More recently, the powers-that-be blindsided me with the triceratops. It exists, it does not, it does.

I am already looking for a professional to help me deal with these incredible assaults on universal truths. I am really having a difficult time, as they dispute everything I believed was true.

But, just as I think I am beginning to cope with changes that suggested everything I learned as a child is, or might be, false, the Public Service Board of Vermont has managed to tip me over the edge.

* * *

Another universal understanding is an experience we all must share.

You're a youngster, running all about doing youngster things in the house. You come running out of a room, and a big and authoritative voice invades your space. Maybe two voices.

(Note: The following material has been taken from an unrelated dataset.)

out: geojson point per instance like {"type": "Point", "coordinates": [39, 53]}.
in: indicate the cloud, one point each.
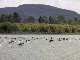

“Turn off the lights - you are wasting power.”

You stop dead in your tracks, run back through two, three, four rooms, and shut off the lights that you really did not need on in the first place.

The really cool thing is that those voices may not have come from someone who was even somewhere where they could see that you failed to turn the lights off. That is parental instinct and, when I became a parent, I discovered I had that awesome power to just know when my children had not turned off the lights.

In time, you learned to be part of a civilized society. You did not turn on lights you did not need and you, most certainly, turned lights off when you exited the room. You made sure that your children and grandchildren were informed of that universal truth. (“Don't waste power!”)

In the days of the brontosaurus (the time in which I grew up) the term, “Don't waste power” was actually secret code for “don't waste money.” Learning that secret code meant that you were ready for adulthood.

My wife and I have been poster children for “don't waste power.” We installed real fluorescent light fixtures in our home long before it became cool. This, of course, was followed by compact fluorescent lights (CFLs) and light-emitting diodes (LEDs).

We use very little power even though we run a business that requires several electric motors and many lights. A couple of years ago we bought into a solar field at the old Townshend landfill as, since we are about to retire, that is one bill we wouldn't have to worry about.

* * *

Enter the Public Service Board and its recent decision to make power “credits” a “use it or lose it” situation.

In brief, I have $200 worth of credit with Green Mountain Power, and in about two months, that credit will start to disappear.

Two universal truths are at odds with each other: “be frugal, don't waste power, conserve” and “always get your money's worth.”

Just what is a person to do?

Well, that “always get your money's worth” wins out. We invested the money to generate the power, and we are not inclined to support GMP via our investment. It is rather like depositing money in a bank and the bankers telling you that if you do not spend it within a certain amount of time, they will keep it.

My life has been turned upside down as I go through room after room and turn the lights on and leave them on. I am even thinking about going out and purchasing electric heaters.

And I can promise you that the air conditioning will not be on conservation mode this coming summer. We are going to live in one of the coldest houses in the state of Vermont during those months.

With apologies to Tom Bodett, my normal statement to my wife when she goes off to a meeting at night is, “I'll leave all the lights on for ya."

To the PSB: Just what were you thinking?

And as for me?

I am going to be spending a great deal of money - money I was trying to save - on therapy, most likely for the rest of my life.